A chamada infidelidade partidária ocorre quando o eleito troca de partido sem justificativa legal. No sistema eleitoral brasileiro, essa prática não é mero detalhe político, mas questão diretamente ligada à legitimidade democrática e à preservação da vontade do eleitor.
Há entendimento consolidado de que, nos cargos obtidos pelo sistema proporcional — deputado federal, deputado estadual, deputado distrital e vereador —, o mandato pertence ao partido político, e não à pessoa que o ocupa. Isso ocorre porque, nesse sistema, os votos dados à legenda e aos candidatos contribuem para o quociente eleitoral e partidário, o que permite a distribuição das cadeiras parlamentares.
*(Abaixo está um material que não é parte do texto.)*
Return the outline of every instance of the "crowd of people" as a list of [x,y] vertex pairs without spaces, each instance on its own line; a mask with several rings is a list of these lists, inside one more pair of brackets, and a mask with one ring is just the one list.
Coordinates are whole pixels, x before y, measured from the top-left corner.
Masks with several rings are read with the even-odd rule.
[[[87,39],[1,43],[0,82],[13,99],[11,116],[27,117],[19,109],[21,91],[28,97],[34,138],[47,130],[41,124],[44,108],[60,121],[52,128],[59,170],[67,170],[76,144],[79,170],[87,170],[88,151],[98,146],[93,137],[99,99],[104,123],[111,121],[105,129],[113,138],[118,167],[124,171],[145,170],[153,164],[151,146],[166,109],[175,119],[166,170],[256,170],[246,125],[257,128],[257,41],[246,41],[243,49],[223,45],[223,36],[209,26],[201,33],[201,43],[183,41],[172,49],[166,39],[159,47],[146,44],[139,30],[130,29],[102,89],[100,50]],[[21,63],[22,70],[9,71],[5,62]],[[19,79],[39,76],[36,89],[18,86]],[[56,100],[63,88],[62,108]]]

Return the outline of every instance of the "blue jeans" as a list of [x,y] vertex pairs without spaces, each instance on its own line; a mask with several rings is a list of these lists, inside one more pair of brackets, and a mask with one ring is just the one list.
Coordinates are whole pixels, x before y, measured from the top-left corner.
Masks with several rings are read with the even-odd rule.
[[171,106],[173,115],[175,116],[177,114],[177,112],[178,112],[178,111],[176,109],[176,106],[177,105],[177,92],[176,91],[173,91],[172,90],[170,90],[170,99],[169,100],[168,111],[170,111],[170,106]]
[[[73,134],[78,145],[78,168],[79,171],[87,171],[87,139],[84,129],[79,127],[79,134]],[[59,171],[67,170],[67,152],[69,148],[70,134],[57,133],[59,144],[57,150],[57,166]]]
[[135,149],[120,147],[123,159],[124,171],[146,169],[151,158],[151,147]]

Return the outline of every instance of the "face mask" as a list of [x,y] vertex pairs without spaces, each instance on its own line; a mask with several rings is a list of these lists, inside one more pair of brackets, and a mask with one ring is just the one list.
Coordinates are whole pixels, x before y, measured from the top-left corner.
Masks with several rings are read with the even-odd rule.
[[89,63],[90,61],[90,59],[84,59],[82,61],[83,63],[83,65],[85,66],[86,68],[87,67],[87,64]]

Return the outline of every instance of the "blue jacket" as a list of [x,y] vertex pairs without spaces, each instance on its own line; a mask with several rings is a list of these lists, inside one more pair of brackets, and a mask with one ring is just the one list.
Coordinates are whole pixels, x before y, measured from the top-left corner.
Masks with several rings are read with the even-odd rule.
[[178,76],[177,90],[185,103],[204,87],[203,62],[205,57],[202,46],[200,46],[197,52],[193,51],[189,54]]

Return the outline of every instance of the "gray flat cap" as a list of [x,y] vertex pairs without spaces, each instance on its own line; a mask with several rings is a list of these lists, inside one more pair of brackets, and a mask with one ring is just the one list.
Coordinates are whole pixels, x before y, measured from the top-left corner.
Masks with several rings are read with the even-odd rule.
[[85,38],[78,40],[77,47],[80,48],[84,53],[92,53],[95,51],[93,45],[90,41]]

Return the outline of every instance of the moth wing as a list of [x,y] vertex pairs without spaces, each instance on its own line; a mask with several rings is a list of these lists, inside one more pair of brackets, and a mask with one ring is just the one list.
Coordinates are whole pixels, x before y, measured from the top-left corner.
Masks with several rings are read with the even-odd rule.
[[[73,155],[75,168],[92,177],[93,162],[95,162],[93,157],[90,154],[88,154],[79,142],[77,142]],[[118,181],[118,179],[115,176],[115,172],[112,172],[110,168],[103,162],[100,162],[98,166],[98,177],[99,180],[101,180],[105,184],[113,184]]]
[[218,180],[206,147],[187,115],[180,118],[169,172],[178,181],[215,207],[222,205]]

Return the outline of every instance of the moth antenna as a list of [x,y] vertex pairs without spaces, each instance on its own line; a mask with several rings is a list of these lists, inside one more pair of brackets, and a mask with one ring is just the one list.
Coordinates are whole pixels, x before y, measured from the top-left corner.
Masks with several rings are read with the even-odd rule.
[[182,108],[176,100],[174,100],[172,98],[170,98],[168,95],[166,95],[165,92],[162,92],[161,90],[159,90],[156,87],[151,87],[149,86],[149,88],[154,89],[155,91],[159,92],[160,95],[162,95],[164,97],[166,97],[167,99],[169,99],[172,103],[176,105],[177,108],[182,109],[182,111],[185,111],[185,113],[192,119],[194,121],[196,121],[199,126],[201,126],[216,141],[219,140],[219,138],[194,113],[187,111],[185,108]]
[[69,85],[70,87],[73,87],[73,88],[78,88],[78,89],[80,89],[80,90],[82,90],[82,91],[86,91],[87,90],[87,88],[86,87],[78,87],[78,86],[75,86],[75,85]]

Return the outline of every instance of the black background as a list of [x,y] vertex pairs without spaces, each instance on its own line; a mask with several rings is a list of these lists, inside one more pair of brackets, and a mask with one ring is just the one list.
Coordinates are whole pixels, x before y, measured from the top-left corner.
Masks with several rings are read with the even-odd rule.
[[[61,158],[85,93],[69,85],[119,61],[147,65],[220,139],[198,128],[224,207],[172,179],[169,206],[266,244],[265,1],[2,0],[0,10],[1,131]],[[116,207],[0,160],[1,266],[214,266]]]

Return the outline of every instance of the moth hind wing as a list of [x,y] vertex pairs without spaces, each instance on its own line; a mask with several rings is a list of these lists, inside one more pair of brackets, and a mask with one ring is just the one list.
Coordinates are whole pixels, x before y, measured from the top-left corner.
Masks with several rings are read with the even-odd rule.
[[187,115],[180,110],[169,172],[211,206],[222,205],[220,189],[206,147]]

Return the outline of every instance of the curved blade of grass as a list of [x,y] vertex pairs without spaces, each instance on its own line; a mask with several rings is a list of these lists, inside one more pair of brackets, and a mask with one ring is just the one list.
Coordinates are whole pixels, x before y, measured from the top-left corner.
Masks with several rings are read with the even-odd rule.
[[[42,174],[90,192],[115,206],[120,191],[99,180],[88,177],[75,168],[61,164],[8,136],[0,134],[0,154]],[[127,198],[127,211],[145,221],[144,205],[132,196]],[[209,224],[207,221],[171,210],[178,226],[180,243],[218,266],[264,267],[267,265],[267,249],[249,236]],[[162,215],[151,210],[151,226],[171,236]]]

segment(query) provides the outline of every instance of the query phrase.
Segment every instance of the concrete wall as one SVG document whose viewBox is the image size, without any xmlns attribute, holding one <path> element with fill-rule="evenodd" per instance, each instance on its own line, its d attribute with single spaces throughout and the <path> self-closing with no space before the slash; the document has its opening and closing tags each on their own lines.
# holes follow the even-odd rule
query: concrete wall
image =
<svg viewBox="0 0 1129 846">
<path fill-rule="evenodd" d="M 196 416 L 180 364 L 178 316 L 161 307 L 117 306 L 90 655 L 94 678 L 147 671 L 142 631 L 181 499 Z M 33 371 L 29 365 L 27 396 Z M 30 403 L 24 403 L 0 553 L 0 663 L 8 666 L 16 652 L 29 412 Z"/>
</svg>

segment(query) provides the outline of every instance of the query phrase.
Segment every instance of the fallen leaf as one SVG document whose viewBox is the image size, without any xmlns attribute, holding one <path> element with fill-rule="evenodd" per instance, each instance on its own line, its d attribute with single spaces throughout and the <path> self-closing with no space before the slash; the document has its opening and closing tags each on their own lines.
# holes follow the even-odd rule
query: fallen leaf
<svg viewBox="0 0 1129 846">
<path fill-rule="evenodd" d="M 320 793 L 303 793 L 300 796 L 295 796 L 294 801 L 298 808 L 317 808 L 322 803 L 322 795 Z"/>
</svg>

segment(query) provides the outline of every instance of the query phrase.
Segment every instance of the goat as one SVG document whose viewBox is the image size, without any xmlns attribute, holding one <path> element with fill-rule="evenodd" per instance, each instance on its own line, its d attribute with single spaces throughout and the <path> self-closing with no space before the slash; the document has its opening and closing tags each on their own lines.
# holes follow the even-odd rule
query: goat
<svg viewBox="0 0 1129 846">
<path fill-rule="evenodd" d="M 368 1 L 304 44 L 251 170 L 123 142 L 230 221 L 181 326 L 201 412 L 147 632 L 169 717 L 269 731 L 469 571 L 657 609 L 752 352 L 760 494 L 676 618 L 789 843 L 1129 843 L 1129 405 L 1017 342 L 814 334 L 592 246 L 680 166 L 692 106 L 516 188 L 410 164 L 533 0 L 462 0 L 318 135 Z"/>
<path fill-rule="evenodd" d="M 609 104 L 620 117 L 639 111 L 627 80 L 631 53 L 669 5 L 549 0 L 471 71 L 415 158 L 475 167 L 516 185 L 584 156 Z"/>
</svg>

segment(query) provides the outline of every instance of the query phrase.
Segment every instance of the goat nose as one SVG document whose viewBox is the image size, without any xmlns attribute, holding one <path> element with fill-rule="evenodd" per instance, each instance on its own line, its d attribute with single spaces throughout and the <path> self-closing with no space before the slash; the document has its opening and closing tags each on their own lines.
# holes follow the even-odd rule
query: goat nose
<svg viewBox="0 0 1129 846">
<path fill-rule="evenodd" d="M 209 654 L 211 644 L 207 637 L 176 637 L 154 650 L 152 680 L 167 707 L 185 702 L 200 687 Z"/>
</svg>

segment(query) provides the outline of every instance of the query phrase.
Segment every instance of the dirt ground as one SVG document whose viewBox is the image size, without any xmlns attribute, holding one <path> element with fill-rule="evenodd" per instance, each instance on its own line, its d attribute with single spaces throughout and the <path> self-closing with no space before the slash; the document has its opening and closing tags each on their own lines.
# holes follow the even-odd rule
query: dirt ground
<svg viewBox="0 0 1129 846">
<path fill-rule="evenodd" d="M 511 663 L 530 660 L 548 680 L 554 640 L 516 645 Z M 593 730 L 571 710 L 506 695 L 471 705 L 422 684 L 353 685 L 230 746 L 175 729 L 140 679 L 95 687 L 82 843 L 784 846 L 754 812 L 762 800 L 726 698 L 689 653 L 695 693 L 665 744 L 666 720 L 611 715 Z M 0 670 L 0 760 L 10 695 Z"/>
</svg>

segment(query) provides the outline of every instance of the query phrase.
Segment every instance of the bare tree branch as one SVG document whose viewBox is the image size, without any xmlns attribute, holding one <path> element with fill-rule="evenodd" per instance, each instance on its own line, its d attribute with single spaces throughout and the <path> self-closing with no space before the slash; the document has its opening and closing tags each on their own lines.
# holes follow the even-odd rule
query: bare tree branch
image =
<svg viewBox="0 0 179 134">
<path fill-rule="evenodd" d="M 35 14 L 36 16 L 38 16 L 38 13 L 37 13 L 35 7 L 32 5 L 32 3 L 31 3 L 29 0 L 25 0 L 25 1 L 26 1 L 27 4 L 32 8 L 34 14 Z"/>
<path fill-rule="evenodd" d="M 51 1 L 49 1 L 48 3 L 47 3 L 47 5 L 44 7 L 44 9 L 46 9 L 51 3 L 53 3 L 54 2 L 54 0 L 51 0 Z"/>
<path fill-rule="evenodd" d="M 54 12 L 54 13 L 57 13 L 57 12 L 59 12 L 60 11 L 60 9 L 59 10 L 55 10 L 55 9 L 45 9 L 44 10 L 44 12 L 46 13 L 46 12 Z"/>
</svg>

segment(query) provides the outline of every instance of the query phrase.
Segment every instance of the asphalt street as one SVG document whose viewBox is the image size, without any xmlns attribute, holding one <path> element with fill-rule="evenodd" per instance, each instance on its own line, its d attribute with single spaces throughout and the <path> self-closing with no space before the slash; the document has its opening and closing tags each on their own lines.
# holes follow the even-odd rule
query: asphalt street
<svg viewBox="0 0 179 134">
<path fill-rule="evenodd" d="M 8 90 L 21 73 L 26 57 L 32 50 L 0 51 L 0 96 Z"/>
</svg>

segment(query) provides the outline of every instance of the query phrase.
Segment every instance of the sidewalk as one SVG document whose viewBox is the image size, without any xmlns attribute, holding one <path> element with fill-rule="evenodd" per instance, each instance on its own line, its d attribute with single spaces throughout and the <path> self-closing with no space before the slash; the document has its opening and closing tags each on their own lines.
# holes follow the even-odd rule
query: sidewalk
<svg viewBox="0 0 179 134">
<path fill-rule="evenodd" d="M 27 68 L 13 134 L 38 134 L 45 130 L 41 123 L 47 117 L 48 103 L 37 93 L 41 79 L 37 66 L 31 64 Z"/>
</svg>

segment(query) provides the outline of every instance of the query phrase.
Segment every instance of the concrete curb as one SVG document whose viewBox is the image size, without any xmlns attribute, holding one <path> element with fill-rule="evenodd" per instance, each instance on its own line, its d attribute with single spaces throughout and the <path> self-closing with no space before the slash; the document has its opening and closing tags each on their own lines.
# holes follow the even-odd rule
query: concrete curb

Dessa forma, a Justiça Eleitoral passou a coibir mudanças arbitrárias de legenda durante o exercício do mandato. Entretanto, nem toda troca é irregular. A legislação e a jurisprudência admitem hipóteses em que a mudança de partido pode ocorrer sem perda do cargo, entre elas:
• justa causa por grave discriminação política pessoal;
• mudança substancial ou desvio reiterado do programa partidário;
• fusão ou incorporação do partido.
Ao responder à consulta formulada pelo Partido Democrático Trabalhista (PDT), o Tribunal Superior Eleitoral afirmou que a simples celebração de federação partidária não caracteriza justa causa para desfiliação.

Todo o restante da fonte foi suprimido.